4) Por último, nuestro sistema sanitario, como el de otros países europeos, en especial los más afectados por la crisis económica, ha sufrido las consecuencias de un cambio profundo en las posiciones europeas, y en particular las de algunas de sus instituciones,   respecto a los estados de bienestar y los servicios sanitarios: de ser un elemento diferencial de la constitución europea no escrita, la crisis económica ha llevado a que los  primeros, y en particular los servicios sanitarios, se hayan convertido ante todo, por su importancia económica y presupuestaria principal y creciente, en un instrumento preferente de reducción del gasto público. Una reducción que se ha llevado a cabo mediante el “recorte” de la extensión personal y material de la protección sanitaria, que tiene efectos más inmediatos sobre la reducción del gasto público que los recortes que se pudieran  llevar a cabo en cualquier otro sector. 

Por su parte, esa evolución ha llevado a que algunas posiciones que plantean que los problemas nacionales de los países de la Unión Europea sólo tienen solución al nivel supranacional, y cediendo mayor capacidad de decisión a las instituciones europeas, no parezcan aplicables a los servicios sanitarios. A juzgar por la evolución descrita, los problemas de éstos, en ausencia de una regulación común de estas cuestiones, cuyo horizonte parece muy lejano, se deben seguir resolviendo a nivel nacional, aunque esas soluciones se deban enmarcar y encuentren límites precisos en las políticas, en especial los pactos económicos, que sustentan  la arquitectura comunitaria.

El análisis específico de los servicios sanitarios y las propuestas de "regeneración de la sanidad pública" planteadas

Son esas posiciones de partida, y en particular la necesidad de resolver a nuestro nivel nacional los problemas constitutivos y organizativos específicos de nuestro sistema  sanitario que ponen en cuestión la eficiencia de su funcionamiento actual, las que nos llevaron como grupo a plantearnos como objetivo prioritario llevar a cabo un análisis en profundidad de la evolución y la situación actual del Sistema Nacional de Salud en cada uno de los aspectos que consideramos esenciales del mismo. Se trataba también de evitar así que medidas sugeridas directamente desde los niveles de gobierno europeos, o compromisos adquiridos con ellos desde los ministerios económicos, se siguieran aplicando de esa forma,  dejando al margen y sin considerar las consecuencias  añadidas que unas y otros pudieran provocar sobre la eficiencia y la equidad de nuestro sistema sanitario universal. Nuestro análisis se concentró, por eso, en los siguientes aspectos principales del Sistema, cada uno de los cuales corresponde a un capítulo del informe: 

1) El ejercicio del derecho a la protección sanitaria.

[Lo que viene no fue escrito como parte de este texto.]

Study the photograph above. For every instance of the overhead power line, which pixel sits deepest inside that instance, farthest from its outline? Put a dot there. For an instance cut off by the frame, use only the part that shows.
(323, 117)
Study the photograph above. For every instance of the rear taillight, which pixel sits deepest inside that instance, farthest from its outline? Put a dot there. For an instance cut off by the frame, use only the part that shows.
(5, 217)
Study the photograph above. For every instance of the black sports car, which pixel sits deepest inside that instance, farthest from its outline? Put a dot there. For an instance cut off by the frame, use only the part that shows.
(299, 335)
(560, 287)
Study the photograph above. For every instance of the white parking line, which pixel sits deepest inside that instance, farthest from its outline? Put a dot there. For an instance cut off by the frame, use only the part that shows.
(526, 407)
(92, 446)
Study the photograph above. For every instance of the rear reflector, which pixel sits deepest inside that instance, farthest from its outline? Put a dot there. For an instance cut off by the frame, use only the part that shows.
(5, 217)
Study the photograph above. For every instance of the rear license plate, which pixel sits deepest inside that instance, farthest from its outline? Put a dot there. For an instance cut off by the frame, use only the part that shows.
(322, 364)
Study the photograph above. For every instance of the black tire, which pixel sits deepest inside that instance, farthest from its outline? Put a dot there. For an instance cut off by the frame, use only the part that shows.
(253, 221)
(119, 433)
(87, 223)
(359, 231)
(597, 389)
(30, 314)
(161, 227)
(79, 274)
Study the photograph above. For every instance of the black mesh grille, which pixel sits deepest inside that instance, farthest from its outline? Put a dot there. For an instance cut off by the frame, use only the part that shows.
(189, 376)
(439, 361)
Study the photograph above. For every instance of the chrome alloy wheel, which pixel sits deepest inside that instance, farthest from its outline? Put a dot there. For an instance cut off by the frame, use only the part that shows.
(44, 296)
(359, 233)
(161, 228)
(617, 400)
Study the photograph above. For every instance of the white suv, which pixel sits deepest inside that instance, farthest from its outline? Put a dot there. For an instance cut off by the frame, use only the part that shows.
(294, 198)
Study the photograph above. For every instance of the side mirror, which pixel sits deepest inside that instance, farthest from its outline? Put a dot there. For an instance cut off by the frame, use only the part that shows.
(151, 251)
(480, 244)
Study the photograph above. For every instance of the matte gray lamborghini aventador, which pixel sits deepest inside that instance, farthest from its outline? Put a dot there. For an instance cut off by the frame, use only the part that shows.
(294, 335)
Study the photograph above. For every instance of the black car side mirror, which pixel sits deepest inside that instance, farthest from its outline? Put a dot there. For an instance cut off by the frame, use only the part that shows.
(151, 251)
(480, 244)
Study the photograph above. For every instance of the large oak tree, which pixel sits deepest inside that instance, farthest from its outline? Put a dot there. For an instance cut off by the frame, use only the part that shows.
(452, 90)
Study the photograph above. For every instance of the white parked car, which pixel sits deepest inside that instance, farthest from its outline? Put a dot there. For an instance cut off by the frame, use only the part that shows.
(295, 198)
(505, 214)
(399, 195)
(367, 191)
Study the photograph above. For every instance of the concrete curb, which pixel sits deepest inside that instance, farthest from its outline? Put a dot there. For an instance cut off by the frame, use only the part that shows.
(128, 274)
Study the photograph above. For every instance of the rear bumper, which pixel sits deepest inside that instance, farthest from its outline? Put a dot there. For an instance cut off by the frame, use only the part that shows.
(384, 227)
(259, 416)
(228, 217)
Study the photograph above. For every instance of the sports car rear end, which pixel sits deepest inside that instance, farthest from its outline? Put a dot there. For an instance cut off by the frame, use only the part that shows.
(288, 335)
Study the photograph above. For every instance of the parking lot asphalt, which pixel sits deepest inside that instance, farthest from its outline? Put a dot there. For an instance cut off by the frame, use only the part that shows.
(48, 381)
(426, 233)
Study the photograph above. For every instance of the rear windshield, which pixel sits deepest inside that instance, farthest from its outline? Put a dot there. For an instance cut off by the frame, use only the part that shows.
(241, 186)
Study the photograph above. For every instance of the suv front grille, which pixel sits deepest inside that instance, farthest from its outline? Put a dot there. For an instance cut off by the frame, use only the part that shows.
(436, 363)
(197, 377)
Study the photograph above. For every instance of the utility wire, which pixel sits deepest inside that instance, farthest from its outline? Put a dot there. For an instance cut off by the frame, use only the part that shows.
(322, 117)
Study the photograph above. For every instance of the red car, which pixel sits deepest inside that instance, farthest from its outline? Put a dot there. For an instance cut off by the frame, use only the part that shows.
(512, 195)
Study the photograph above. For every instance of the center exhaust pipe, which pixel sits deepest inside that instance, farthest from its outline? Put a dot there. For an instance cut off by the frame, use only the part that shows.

2) La organización y la gestión descentralizada del mismo, y los instrumentos de gobierno común y coordinación  de que dispone.

3) Sus instrumentos de financiación y la distribución de los recursos financieros a las CCAA que lo gestionan.

4) La situación de la gestión de los centros y servicios sanitarios y el grado progresivo de  introducción de la iniciativa privada en la gestión del SNS que se está produciendo.

 5) Las políticas de personal que se están aplicando en el SNS, y su relación con una organización corporativa de las profesiones sanitarias que se mantiene sobre bases preconstitucionales. 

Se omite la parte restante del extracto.